Picked up by Robbie Williams’s management, Sia signed another solo deal, but even she concedes the resulting album, 2004’s Colour the Small One, was desperately depressing. The reason was the death, seven years earlier, of her boyfriend Dan, who was knocked down crossing Kensington High Street on his 21st birthday.
“Dan was my first love back in Adelaide,” Sia says. “We had split up, then got back together, and decided to travel the world together.
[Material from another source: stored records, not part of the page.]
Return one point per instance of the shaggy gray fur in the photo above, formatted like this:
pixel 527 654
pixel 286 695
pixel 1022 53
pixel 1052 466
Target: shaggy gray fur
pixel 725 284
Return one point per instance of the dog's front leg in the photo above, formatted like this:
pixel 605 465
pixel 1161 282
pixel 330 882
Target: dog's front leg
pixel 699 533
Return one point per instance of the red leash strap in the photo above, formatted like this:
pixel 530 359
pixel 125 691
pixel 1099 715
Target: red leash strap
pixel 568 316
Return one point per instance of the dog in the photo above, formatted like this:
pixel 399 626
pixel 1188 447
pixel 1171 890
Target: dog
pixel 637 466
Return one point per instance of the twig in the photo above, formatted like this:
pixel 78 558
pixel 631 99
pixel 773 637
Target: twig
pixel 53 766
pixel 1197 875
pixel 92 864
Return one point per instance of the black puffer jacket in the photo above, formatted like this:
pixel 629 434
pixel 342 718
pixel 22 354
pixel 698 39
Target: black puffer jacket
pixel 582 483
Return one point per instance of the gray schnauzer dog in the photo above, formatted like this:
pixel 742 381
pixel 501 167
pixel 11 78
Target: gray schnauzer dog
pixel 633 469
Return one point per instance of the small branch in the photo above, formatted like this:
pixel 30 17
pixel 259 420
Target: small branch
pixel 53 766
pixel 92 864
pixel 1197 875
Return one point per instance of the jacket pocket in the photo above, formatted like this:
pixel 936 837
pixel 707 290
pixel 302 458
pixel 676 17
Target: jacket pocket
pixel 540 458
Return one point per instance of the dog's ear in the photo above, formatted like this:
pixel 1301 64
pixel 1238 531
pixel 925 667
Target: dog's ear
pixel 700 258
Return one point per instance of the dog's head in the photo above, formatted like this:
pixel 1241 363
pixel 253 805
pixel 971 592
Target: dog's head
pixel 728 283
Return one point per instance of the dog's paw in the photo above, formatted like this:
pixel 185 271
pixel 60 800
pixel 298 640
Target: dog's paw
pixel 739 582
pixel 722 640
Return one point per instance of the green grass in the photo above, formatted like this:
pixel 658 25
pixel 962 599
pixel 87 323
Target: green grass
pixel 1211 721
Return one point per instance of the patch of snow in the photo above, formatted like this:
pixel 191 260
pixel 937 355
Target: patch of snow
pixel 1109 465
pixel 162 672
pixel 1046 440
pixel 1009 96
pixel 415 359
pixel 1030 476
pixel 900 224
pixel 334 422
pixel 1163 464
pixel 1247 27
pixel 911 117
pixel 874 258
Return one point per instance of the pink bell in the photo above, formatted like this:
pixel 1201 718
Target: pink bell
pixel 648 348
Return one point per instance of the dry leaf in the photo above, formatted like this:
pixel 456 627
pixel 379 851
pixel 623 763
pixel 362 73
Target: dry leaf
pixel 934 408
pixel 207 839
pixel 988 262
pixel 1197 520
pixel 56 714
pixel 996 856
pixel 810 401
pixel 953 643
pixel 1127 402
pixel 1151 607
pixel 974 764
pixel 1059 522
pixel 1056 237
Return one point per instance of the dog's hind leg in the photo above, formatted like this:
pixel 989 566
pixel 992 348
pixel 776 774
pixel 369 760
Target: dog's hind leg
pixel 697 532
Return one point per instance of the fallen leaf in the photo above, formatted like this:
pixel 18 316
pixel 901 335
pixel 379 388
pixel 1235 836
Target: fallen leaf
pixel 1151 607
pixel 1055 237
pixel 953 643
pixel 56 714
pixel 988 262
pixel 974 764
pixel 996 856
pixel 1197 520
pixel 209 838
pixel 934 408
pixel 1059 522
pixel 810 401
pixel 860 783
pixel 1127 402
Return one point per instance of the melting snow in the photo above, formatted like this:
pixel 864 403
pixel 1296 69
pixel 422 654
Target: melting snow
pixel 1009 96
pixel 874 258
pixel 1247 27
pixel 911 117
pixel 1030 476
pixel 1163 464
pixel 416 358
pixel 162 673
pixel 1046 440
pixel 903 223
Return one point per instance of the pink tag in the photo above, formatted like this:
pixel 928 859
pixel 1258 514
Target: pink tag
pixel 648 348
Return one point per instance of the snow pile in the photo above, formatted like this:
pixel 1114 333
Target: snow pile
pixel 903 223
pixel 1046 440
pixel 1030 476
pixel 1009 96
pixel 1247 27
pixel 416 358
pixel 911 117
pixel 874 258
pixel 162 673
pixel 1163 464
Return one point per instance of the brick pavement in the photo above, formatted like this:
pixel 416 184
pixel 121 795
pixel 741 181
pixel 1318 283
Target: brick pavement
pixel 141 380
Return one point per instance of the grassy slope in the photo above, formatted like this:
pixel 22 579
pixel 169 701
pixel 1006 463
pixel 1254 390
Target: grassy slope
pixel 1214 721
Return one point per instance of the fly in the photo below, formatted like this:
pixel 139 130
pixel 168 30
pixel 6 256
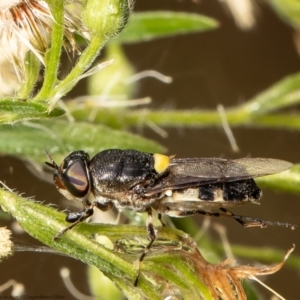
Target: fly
pixel 177 187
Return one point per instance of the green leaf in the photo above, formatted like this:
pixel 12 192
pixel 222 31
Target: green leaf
pixel 151 25
pixel 43 222
pixel 16 110
pixel 289 10
pixel 60 137
pixel 283 93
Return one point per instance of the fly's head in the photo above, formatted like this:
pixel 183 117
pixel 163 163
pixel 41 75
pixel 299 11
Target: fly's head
pixel 72 178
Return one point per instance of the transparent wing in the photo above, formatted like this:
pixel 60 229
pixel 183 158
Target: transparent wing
pixel 190 172
pixel 215 168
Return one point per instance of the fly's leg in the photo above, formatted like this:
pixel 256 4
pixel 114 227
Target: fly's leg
pixel 254 222
pixel 78 217
pixel 245 221
pixel 75 218
pixel 152 236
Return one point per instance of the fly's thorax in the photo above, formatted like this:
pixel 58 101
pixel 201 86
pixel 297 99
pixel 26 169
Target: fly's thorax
pixel 119 170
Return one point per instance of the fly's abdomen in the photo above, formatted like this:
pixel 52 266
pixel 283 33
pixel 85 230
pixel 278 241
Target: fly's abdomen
pixel 244 190
pixel 213 195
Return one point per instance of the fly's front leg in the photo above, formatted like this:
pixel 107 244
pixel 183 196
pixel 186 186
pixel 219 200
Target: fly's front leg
pixel 253 222
pixel 245 221
pixel 152 236
pixel 75 218
pixel 78 217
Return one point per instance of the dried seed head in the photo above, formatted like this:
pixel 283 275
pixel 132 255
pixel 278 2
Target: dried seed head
pixel 27 25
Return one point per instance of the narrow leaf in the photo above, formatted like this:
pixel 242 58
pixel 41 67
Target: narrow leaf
pixel 62 137
pixel 151 25
pixel 16 110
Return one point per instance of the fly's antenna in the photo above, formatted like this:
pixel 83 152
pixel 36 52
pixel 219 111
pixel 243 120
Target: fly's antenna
pixel 52 163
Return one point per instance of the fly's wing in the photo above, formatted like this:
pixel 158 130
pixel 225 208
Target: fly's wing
pixel 189 172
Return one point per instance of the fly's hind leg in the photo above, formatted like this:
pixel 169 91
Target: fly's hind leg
pixel 254 222
pixel 152 236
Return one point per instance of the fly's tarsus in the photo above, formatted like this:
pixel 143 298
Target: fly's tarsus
pixel 178 187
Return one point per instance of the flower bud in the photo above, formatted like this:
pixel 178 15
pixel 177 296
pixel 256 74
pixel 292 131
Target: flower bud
pixel 106 17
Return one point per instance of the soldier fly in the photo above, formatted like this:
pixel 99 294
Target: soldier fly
pixel 177 187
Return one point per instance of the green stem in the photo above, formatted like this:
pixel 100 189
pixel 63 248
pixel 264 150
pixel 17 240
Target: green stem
pixel 52 56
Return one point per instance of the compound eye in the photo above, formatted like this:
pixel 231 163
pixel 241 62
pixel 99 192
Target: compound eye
pixel 75 179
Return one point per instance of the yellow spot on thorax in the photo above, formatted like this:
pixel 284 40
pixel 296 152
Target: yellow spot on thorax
pixel 161 162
I was en route to London to meet him, but stopped off to spend a week at a retreat in Thailand. After his funeral, I came to London to stay with his friends. We were all devastated, so we got shit-faced on drugs and Special Brew. Unfortunately, that bender lasted six years for me.” When Colour the Small One flopped, she took an overdose. “I tried to commit sleep, which is so embarrassing,” she laughs. “I didn’t know you couldn’t kill yourself on Valium and vodka. I just slept for 2½ days, then someone took me to the hospital.”
The therapy sessions she attended afterwards helped her realise how strange her life had been. Her father, Phil, a blues guitarist, was a schizophrenic with an abusive alter ego he called Stan; her mother played in a lesbian version of Men at Work; and her half-brother had been arrested for trying to fake his own murder. Music had always been her escape with an Aussie acid-jazz outfit called Crisp, then in Tokyo, where she earned a crust as a singing pole-dancer.
Since she relocated to LA two years ago, Sia’s luck has finally turned. A new song, Buttons, for which she directed the acclaimed video, became the second most popular posting on YouTube. Then the producers of Six Feet Under chose her broody Breathe Me to soundtrack the final five minutes of the last episode. Almost 7m have since flocked to Sia’s MySpace site, and Some People Have Real Problems is expected to be a big hit. “The best part is that I’m happy,” she says. “I’m like a walking advert for failed suicide bids. Don’t do it, because you never know what’s round the corner.”